Не солгу, если скажу, что таков главный импульс, заставивший меня ввязаться в опасное предприятие: писать. Точнее всего это побуждение выразил Мишель Фуко перед смертью: мы пишем не для того, чтобы узнать, кто мы, а для того, чтобы стать иными. Начиная писать, я делаю ставку не на встречу с собой и вечным ребенком в себе, не на обретение своей истинной сути со всеми ее теневыми сторонами и прочую тому подобную чушь, — я хочу измениться, оставить позади прежнего себя, ветхого, устаревшего, неинтересного, хочу расти вместе с книгой. Так для чего мы пишем? Чтобы замуровать себя или чтобы освободиться? Чтобы исчезнуть или возникнуть? Завладеть землей или размыть ее и двинуться дальше, нащупывая ветвящееся, трудно уловимое сродство? Ясно, что выбрал я, а потому мне абсолютно наплевать, какие дурацкие «истины» о моих финансах, отношениях с властью, со средствами массовой информации, с полевым командиром Масудом становятся достоянием общественности.

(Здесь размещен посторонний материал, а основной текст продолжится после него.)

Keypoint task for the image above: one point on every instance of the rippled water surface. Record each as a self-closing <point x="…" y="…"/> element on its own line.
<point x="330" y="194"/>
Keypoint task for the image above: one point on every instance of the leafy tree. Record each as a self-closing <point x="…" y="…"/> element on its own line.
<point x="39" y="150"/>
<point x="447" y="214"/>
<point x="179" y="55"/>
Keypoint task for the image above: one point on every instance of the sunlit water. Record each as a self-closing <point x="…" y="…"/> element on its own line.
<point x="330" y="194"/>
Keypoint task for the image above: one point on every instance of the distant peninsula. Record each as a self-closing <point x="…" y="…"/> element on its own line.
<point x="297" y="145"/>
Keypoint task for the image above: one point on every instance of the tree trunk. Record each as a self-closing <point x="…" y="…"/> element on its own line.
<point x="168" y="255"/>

Не солгу, если скажу, что исповедь во всеуслышание, потребность публично выворачивать душу наизнанку вызывают у меня органически непреодолимую брезгливость, что идет мне и во благо, и во вред. Такова моя дань метафизике, нет, феноменологии: вспомним Сартра, антигуманистов Альтюссера и Лакана, вспомним опять-таки Фуко. Для них субъект — всего лишь полая оболочка, пустая форма, сама по себе лишенная содержания; субъект обретает смысл, постоянно изменчивый, не субстанциальный, а преходящий, лишь постольку, поскольку вступает в контакт с внешним миром.
Однако самая суть, сердцевина проблемы, конечно, не в метафизике, не в теории литературы, не в творческом методе (и не мне говорить об этом ницшеанцу Мишелю Уэльбеку). Основной вопрос можно сформулировать так: какие личные переживания, тайные страхи, подсознательные запреты, незалеченные раны, потаенные семейные драмы скрываются за теоретическими выкладками, обобщающими рассуждениями, слишком уж простыми и гладкими, едва ли искренними? К примеру, что означает предпочтение «модели Флобера» в ущерб «модели Стендаля»? Впрочем, обе эти «модели», скорее всего, — моя нелепая выдумка.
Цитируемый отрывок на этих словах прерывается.